I just meant the ratio of red to blue. I think the current 'standard' or recommendation is either 5:1 or 6:1 ratio of red:blue. And now Floyd even recommends less intensity on those blues (parallelling the blues if making your own). The ones I bought and listed are a 2:1 ratio. 8 x 3W Reds and 4 x 3W blues. So not 'ideal' as far as current recommendations go, but I'm assuming should still provide good growth (which is why I ordered a couple). I should have them within a day or two so will report back in a couple weeks.
Which is exactly why I've always expected blue to grow as much if not more per watt than red . Plus, red is generally for flowering and blue is for vegetative growth. Throw in the fact that you get more light per watt from blue LEDs than red LEDs and I gotta believe blue just might be a winner. IDK, but if someone checks it out before I do, please let us know.
Wow, this is interesting. So the best LED color lighting mix is not a settled set of ratios. There has to be more or a track record for growing everything from tomatoes to pot and from seaweed to phytoplankton.
Is there information that indicates that optimal lighting for hair algae is different than for other plants?
I have seen action spectra, the different wavelengths absorbed by different plants, (it's been quite awhile, I think that's what it was called) for different marine algaes and they were not the same.
I always seemed to hit a paywall before getting much info. Really ****es me off because this is from universties-seems to me I've already paid for it as I am a taxpayer. We need more open source info....but I digress.
Most of the information I have based my recommendations off of are from what I learned from many discussions with someone who had decades of experience with plant growth and IIRC he also had a degree of some kind that was related to it.

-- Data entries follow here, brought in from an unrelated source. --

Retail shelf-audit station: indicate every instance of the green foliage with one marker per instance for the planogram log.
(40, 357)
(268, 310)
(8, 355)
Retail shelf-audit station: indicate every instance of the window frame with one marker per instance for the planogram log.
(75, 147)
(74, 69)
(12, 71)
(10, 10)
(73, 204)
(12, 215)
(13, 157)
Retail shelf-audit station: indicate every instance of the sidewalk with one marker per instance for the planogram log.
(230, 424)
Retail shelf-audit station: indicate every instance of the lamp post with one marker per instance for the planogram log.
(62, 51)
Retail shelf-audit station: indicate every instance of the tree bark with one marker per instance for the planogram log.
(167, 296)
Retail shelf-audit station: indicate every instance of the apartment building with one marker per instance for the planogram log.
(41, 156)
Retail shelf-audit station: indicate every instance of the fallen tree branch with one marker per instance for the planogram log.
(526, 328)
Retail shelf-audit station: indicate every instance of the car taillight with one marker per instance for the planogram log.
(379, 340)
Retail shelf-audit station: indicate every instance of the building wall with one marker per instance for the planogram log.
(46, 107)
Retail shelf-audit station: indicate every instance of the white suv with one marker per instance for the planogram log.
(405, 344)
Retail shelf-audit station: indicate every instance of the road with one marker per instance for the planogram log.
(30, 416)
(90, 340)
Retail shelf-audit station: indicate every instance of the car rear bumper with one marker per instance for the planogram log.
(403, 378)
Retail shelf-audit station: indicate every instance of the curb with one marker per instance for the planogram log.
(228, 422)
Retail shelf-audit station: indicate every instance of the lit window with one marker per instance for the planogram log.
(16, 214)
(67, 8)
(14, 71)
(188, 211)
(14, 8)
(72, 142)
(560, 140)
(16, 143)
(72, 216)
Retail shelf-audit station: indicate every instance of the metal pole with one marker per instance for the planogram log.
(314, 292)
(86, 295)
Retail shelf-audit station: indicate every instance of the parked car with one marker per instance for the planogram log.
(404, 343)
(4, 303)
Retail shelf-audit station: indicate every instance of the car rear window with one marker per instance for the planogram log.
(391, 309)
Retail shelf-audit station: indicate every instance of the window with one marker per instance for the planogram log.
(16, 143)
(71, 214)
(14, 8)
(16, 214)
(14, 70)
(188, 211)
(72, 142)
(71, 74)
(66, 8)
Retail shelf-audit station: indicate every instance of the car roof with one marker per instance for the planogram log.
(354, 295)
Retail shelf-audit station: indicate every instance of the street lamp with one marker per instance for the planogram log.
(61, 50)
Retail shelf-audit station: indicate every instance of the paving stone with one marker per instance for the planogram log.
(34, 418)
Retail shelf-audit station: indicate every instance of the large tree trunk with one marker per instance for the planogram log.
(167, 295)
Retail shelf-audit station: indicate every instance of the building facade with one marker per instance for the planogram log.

Basically there was one large university study (Cornell IIRC) and a NASA study that said the optimal ratio was on the order of 6 to 8 parts red to one part blue. However, it was unclear to me what the ratio represented exactly.
If we take into consideration that true deep red LEDs cannot be measure by lumens, but instead by radiant flux, then this throws the whole ratio discussion in a different direction.
My personal experiences were with about 30 scrubbers that had a single full power blue in the middle of an array of 6 reds. Every one of them had a bare spot in front of the blue.
When I switched to dual 50% current blues, this issue disappeared. So my recommendation is based on what seemed to work very well. If you go by strict number of LEDs, the ratio is 6:1 red:blue.
If you figure in the intensity of blue LEDs being "perceived" as brighter, then one could argue that my recommendation results in more of a 4:1 ratio. So IMO you would be fine doing 1 50% blue for every 10 or 12 reds, since the blue is only supplementing the reds.
The reason I say that is because there were several people who were running red-only arrays, and when they added blues to the mix, they noticed that the growth did not so much change in volume/mass and it changed in structure.
FYI the 440-450nm Royal Blues that Steve's carries seem to hit all across the A & B spectrum. You don't need much supplemental blue is the point, and you don't need more than one bin of LED for it, at least not from what I have seen.
Will this angle be an issue?
Yes, for many reasons. One being that due to gravity your screen will not get completely covered, and the second being that once you get growth at the slot pipe / screen junction, the water is going to follow the endcap of the pipe and end up on your floor.